Pour Patrick Godeau, Chouquette est un magnifique personnage de cinéma qui lui évoque Holly Golightly (joué par Audrey Hepburn) dans Diamants sur canapé (1961). "C’est un de ces personnages qui ont des fissures, mais qui les cachent et n’en parlent jamais; un de ces personnages, aussi, qui imposent leur mise en scène à la vie, ce qui leur permet de tenir bon, de rester vertébrés", précise le réalisateur.
S'il a tout de suite pensé à Sabine Azéma et Michèle Laroque pour jouer les rôles principaux, c'est par le biais d'un casting que Patrick Godeau a trouvé Antonin Brunelle-Rémy, l'interprète de Lucas.

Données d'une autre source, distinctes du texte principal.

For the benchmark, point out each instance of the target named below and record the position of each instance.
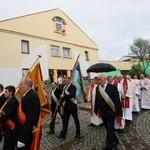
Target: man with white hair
(119, 126)
(135, 93)
(126, 98)
(145, 92)
(108, 102)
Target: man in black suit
(108, 102)
(2, 97)
(2, 101)
(27, 116)
(70, 108)
(55, 97)
(8, 116)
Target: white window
(60, 24)
(24, 46)
(86, 55)
(66, 53)
(24, 71)
(55, 51)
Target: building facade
(51, 34)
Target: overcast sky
(111, 24)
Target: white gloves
(20, 144)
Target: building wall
(38, 29)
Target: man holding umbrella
(108, 102)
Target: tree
(141, 50)
(135, 70)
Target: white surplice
(145, 93)
(127, 111)
(116, 125)
(135, 95)
(94, 119)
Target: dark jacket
(31, 109)
(10, 111)
(68, 103)
(2, 100)
(57, 93)
(101, 104)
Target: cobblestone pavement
(136, 136)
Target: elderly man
(145, 92)
(126, 98)
(118, 125)
(95, 120)
(8, 116)
(27, 116)
(108, 102)
(70, 108)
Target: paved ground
(136, 137)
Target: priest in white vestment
(127, 102)
(118, 85)
(95, 120)
(135, 95)
(145, 92)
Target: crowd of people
(113, 100)
(20, 121)
(104, 103)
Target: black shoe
(105, 148)
(77, 136)
(115, 144)
(128, 122)
(61, 137)
(91, 125)
(50, 132)
(122, 131)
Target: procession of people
(112, 103)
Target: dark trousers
(111, 138)
(66, 121)
(27, 145)
(52, 126)
(9, 143)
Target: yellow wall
(38, 29)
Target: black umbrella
(101, 67)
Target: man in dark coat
(70, 108)
(55, 97)
(2, 97)
(30, 108)
(108, 102)
(8, 116)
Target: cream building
(51, 34)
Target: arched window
(59, 25)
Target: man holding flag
(28, 122)
(108, 102)
(70, 108)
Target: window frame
(24, 52)
(54, 46)
(86, 55)
(69, 50)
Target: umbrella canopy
(101, 67)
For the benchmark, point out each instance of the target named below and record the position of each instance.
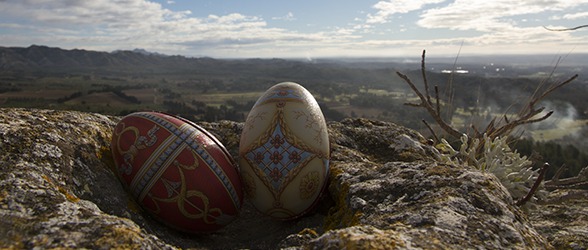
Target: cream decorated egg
(284, 152)
(177, 171)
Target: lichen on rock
(387, 190)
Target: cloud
(486, 16)
(386, 9)
(575, 16)
(287, 17)
(111, 24)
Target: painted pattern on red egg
(177, 171)
(284, 152)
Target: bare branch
(424, 103)
(432, 131)
(535, 185)
(437, 100)
(423, 72)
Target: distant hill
(43, 58)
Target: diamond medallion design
(277, 158)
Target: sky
(299, 29)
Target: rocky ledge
(387, 190)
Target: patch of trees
(69, 97)
(118, 91)
(556, 154)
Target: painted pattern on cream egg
(284, 152)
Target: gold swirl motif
(140, 142)
(207, 214)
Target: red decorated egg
(284, 152)
(177, 171)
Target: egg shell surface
(284, 152)
(177, 171)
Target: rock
(387, 190)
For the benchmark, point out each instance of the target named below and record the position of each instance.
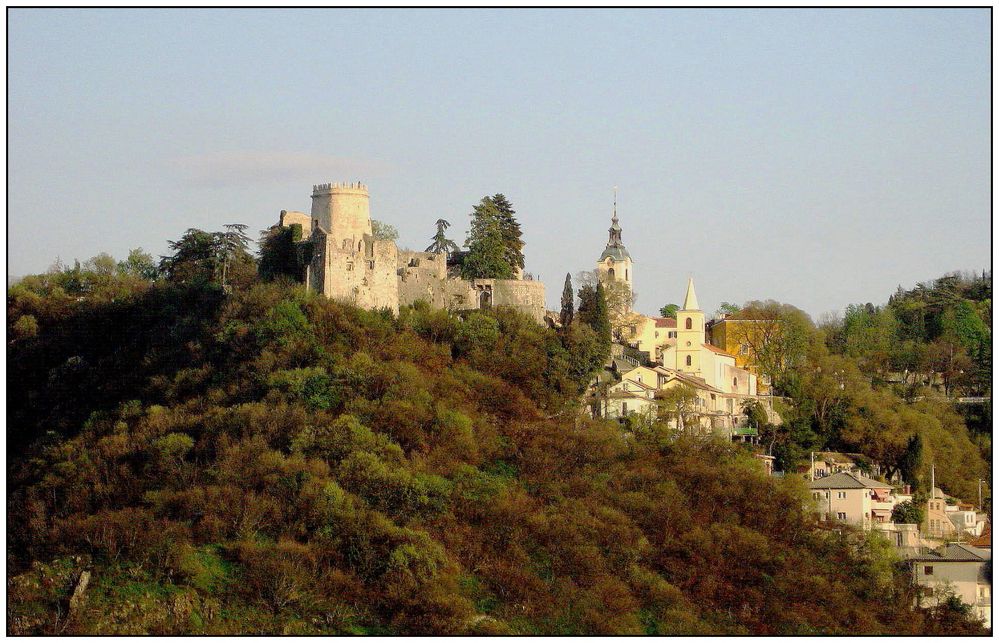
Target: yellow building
(738, 337)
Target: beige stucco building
(853, 499)
(348, 262)
(962, 569)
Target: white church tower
(615, 263)
(689, 333)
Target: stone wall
(365, 276)
(526, 296)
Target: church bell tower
(614, 264)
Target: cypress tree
(486, 258)
(601, 316)
(510, 230)
(567, 303)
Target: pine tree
(486, 257)
(568, 299)
(441, 244)
(510, 229)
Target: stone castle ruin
(349, 263)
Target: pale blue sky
(815, 157)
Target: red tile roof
(985, 540)
(715, 349)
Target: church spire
(614, 237)
(690, 301)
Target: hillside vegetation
(258, 459)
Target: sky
(815, 157)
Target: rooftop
(847, 480)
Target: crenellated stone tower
(342, 210)
(348, 262)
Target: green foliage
(383, 231)
(441, 244)
(276, 462)
(907, 513)
(568, 299)
(669, 310)
(283, 253)
(487, 256)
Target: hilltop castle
(348, 262)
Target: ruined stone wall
(364, 276)
(342, 210)
(423, 275)
(526, 296)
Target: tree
(283, 253)
(911, 462)
(669, 311)
(568, 299)
(234, 247)
(194, 259)
(487, 256)
(593, 310)
(510, 231)
(441, 244)
(383, 231)
(907, 513)
(677, 408)
(776, 340)
(206, 257)
(727, 309)
(138, 264)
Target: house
(902, 536)
(826, 463)
(962, 569)
(853, 499)
(985, 540)
(964, 518)
(740, 337)
(629, 397)
(937, 524)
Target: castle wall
(348, 263)
(364, 277)
(342, 210)
(526, 296)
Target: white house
(851, 498)
(963, 569)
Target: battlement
(339, 188)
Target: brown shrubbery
(272, 461)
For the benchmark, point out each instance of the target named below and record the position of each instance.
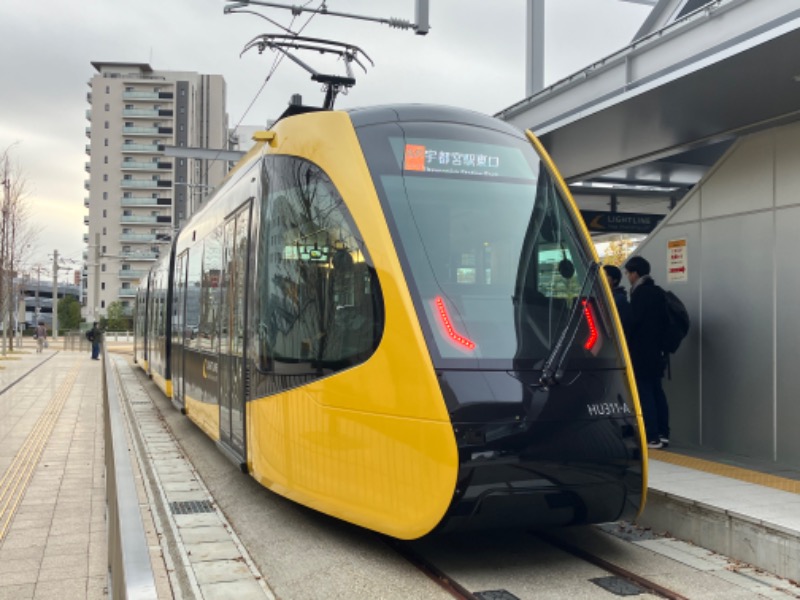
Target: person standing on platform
(41, 336)
(95, 336)
(645, 330)
(614, 277)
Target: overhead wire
(275, 63)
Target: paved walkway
(52, 485)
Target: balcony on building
(146, 113)
(150, 148)
(151, 184)
(139, 256)
(138, 238)
(132, 274)
(142, 165)
(147, 95)
(138, 219)
(149, 131)
(145, 201)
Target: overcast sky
(473, 57)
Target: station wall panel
(787, 345)
(737, 333)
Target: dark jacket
(94, 335)
(623, 306)
(645, 329)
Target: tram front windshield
(491, 253)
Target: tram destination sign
(609, 222)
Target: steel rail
(642, 582)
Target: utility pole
(3, 235)
(37, 310)
(55, 294)
(534, 77)
(95, 310)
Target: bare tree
(16, 237)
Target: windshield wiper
(551, 371)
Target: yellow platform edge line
(698, 464)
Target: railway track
(620, 581)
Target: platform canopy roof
(658, 113)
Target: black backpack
(677, 323)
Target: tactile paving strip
(756, 477)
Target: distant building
(36, 300)
(138, 196)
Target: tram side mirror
(566, 269)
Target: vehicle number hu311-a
(607, 409)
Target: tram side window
(320, 302)
(210, 291)
(193, 293)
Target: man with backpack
(646, 330)
(95, 336)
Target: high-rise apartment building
(138, 195)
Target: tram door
(179, 329)
(232, 331)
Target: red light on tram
(590, 321)
(448, 326)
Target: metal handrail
(130, 569)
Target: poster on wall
(676, 261)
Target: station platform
(53, 529)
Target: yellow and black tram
(395, 316)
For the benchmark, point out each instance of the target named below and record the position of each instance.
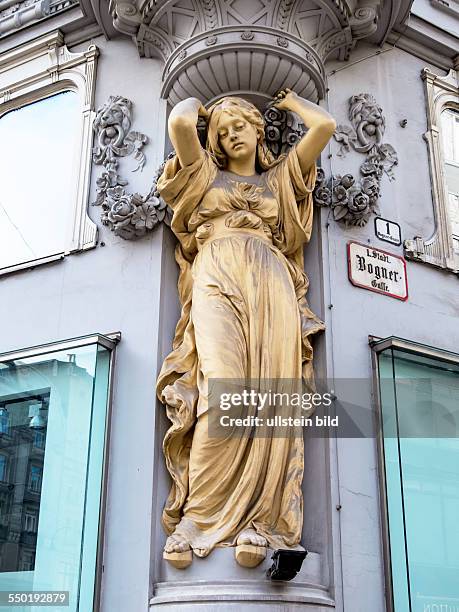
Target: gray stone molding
(128, 215)
(234, 46)
(438, 249)
(354, 201)
(14, 15)
(202, 586)
(253, 62)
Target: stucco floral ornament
(354, 201)
(282, 130)
(129, 216)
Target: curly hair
(238, 107)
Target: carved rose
(145, 216)
(322, 196)
(121, 211)
(275, 116)
(320, 177)
(292, 138)
(339, 195)
(358, 202)
(370, 167)
(370, 186)
(272, 134)
(347, 180)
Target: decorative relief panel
(353, 201)
(127, 215)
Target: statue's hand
(203, 112)
(286, 99)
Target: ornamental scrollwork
(353, 201)
(128, 215)
(282, 130)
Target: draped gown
(244, 315)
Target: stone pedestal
(218, 582)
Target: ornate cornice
(208, 44)
(15, 15)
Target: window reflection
(21, 472)
(37, 178)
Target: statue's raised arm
(320, 124)
(182, 130)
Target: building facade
(90, 303)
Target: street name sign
(377, 270)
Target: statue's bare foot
(177, 551)
(201, 551)
(250, 548)
(176, 543)
(250, 536)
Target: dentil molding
(251, 47)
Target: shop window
(57, 398)
(442, 137)
(30, 521)
(35, 478)
(419, 466)
(46, 114)
(3, 467)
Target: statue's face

Il n'y a pas de musique originale dans Chouquette. Patrick Godeau avait engagé quelqu'un mais "ça ne marchait pas" selon lui. Le metteur en scène se souvient : "Un jour, par hasard, je réécoute Dean Martin et je le trouve miraculeux. Sa douceur, sa masculinité, son charme et son sex-appeal évoquent pour moi, avec une certaine distanciation, le mari volatilisé de Chouquette et aussi, assez inexplicablement, son ancienne vie avec elle. Et puis, je « retombe » sur cette chanson de Serge Gainsbourg, Black trombone, dont je me dis qu’elle aurait pu être la chanson préférée du couple, et qu’on peut l’écouter comme une trace presque tangible de leur relation amoureuse, qui a dû être passionnée. Quant à la cantate d’Erik Satie, c’est la compagne de Mathieu Amalric, dont je produis le futur Barbara, qui me l’a faite découvrir. Je l’ai trouvée tellement sublime que je l’ai mise dans le film."
Le roman initial ne comporte pas d’otarie, contrairement au film. Patrick Godeau justifie la présence de cet animal dans le long métrage : "Sa présence n’est pas si incongrue qu’il y parait. On peut tout à fait concevoir que cet animal a été amené là pour l’une des somptueuses fêtes que Chouquette organisait du temps de sa vie maritale, et qu’il a été oublié. Quand j’ai appelé Natalie pour lui dire que notre héroïne aurait une otarie surnommée "Feuck", elle a d’abord éclaté de rire, mais on a gardé l’idée. Comme souvenir d’une vie antérieure, une otarie, ça a tout de même plus de gueule qu’un chien ! (rire)."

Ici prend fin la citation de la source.